Il poeta è nudo

Conoscevamo Vittorio Lingiardi come professore di psicologia all’Università di Roma, psichiatra e psicoanalista, autore di libri sull’identità di genere e sull’omosessualità, oltre che di importanti articoli apparsi su riviste specializzate italiane e internazionali. Non sospettavamo però che fosse anche un raffinato poeta. Il suo ultimo libro è infatti una raccolta di versi che sorprende per la padronanza del linguaggio poetico, con cui delinea una intensa storia di dolori, di amori e di ricerca di sé passando con straordinaria disinvoltura, pur conservando sempre una sua cifra unitaria, dall’introspezione lirica all’ironia e all’autoironia, ricorrendo a similitudini spiazzanti e a dettagli e immagini che colpiscono come rivelazioni (Vittorio Lingiardi, La confusione è precisa in amore, Nottetempo, Roma 2012, pp.112, euro 7,00). Lo abbiamo intervistato.
Presentando il libro a Roma, hai detto che quello di poeta è il tuo secondo coming out, “quasi più difficile del primo”. Perché?
Un po’ scherzavo, ma non troppo. Il poeta è nudo. La poesia non vuole infingimenti.

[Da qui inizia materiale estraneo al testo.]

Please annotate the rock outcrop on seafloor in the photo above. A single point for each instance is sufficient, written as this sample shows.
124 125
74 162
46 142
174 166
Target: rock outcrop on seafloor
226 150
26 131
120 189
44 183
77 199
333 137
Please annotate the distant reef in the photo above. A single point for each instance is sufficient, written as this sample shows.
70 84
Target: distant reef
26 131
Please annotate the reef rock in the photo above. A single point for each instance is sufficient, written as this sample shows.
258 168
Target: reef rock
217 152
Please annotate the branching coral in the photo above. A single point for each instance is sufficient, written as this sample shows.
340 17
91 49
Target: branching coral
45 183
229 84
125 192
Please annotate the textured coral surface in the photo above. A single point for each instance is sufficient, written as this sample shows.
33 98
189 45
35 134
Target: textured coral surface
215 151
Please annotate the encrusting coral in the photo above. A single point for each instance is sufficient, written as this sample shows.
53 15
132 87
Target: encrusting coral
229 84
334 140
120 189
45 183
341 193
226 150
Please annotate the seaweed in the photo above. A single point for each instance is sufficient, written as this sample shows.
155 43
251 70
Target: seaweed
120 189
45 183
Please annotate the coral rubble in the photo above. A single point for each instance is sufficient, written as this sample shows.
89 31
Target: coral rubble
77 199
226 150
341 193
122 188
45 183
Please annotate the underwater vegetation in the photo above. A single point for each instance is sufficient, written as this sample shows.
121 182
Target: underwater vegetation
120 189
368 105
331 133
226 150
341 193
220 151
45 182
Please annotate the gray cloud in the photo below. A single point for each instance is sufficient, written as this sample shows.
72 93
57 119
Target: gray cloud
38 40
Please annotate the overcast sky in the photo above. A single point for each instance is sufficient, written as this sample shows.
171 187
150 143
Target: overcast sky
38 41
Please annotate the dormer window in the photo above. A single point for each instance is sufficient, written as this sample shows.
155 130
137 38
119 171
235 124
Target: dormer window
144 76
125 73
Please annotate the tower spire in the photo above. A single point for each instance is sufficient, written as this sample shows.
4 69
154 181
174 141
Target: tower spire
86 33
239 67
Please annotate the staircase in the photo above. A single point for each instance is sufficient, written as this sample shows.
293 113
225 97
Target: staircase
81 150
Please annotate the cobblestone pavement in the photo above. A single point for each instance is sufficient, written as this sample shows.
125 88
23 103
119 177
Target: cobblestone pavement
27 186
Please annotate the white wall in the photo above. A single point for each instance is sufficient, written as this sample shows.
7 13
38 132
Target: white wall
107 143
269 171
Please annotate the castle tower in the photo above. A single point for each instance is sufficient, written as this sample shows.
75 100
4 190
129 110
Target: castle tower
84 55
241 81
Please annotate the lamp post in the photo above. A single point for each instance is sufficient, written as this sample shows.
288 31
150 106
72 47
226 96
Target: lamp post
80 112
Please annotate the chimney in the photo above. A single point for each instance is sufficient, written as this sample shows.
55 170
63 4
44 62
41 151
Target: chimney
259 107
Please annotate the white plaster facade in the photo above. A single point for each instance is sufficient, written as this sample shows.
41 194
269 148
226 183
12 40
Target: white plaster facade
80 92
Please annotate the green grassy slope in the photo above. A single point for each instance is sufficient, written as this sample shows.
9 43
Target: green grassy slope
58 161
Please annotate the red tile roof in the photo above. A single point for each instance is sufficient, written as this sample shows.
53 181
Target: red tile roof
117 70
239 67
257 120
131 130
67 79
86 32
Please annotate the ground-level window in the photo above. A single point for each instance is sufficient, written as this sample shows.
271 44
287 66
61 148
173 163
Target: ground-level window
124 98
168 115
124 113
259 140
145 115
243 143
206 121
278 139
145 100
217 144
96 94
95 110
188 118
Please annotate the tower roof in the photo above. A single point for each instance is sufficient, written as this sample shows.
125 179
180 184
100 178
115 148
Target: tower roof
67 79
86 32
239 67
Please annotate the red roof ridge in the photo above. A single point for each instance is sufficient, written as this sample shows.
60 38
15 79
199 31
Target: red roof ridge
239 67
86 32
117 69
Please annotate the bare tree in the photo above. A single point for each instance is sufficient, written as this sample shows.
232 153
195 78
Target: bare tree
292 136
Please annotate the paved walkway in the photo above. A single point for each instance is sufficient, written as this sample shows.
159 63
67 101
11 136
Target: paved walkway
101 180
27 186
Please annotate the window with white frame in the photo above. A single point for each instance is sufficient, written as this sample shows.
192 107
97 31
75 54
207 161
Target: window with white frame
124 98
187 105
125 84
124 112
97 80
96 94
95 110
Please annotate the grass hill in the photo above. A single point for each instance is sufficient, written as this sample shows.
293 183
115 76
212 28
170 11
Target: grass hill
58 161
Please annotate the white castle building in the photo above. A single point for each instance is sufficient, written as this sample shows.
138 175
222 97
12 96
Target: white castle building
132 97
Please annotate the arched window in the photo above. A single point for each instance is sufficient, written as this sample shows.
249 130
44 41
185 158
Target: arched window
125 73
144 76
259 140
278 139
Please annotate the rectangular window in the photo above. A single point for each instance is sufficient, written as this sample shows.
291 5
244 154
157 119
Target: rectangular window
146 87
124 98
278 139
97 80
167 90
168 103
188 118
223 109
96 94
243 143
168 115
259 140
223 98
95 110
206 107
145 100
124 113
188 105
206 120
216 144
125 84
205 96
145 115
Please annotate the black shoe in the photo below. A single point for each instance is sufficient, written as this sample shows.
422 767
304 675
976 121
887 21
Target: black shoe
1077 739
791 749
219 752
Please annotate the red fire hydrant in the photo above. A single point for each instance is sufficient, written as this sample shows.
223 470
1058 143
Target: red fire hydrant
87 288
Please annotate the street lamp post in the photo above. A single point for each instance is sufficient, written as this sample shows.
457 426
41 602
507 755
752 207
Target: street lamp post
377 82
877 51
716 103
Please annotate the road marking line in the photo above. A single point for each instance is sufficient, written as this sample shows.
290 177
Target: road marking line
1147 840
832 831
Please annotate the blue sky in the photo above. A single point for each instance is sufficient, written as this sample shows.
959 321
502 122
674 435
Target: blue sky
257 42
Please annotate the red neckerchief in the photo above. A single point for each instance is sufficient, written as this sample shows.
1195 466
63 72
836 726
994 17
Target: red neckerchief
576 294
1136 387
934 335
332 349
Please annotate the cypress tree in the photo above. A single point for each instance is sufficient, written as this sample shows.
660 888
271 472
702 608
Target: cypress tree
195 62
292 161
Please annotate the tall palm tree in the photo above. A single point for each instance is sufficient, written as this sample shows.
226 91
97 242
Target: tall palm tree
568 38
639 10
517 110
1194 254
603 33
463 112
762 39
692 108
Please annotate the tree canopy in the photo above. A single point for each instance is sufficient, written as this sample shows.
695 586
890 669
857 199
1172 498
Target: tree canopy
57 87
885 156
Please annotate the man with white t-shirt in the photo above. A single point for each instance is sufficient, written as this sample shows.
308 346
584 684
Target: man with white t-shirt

Rivelare di scrivere poesie e addirittura renderle pubbliche rimescola un po’ le carte anche a livello di identità sociale, soprattutto se uno è professore universitario e nemmeno in tenera età come me. C’è voluto coraggio.
Come concili la scrittura poetica con il tuo lavoro di analista?
Stando ai “ruoli”, l’analista ascolta e il poeta parla, ma quello che unisce le due figure è la ricerca della verità personale, mia o dell’altro. La ricerca dell’idioma, dell’origine di sé. Per questo c’è una sezione del libro che si apre con la frase dell’architetto catalano Antoni Gaudì “Originalidad es volver al origen” (l’originalità sta nel tornare all’origine). La poesia, la costruzione del verso, è diventata il mio modo di osservare il mondo e questo a volte mi aiuta nel lavoro di analista. Mi facilita il compito di stare in contatto con la memoria, i ricordi, i sogni. Ha ragione lo psicologo junghiano Hillman quando parla di una “base poetica della mente”. I neuroscienziati e gli psicologi cognitivi che studiano il rapporto tra cervello e linguaggio considerano la poesia come uno degli eventi del cervello che “costruisce” la realtà in cui viviamo. I versi sono righe brevi, la poesia si serve della rima e di figure formali che permettono letture del mondo immediate, profonde, ritmiche. Neurali, oserei dire. La poesia per me ha anche a che fare con l’ironia e con l’autoironia. Una poetessa italiana, Maria Grazia Calandrone, in una recensione uscita su Il manifesto, ha detto che possiedo “il dono di una ironia così seria da essere liturgica, una posizione esistenziale paradossale, insieme aderentissimo e laterale”. Ecco, temo sia proprio così: “aderentissimo e laterale”. Lei lo dice meglio di come ho provato a spiegartelo io.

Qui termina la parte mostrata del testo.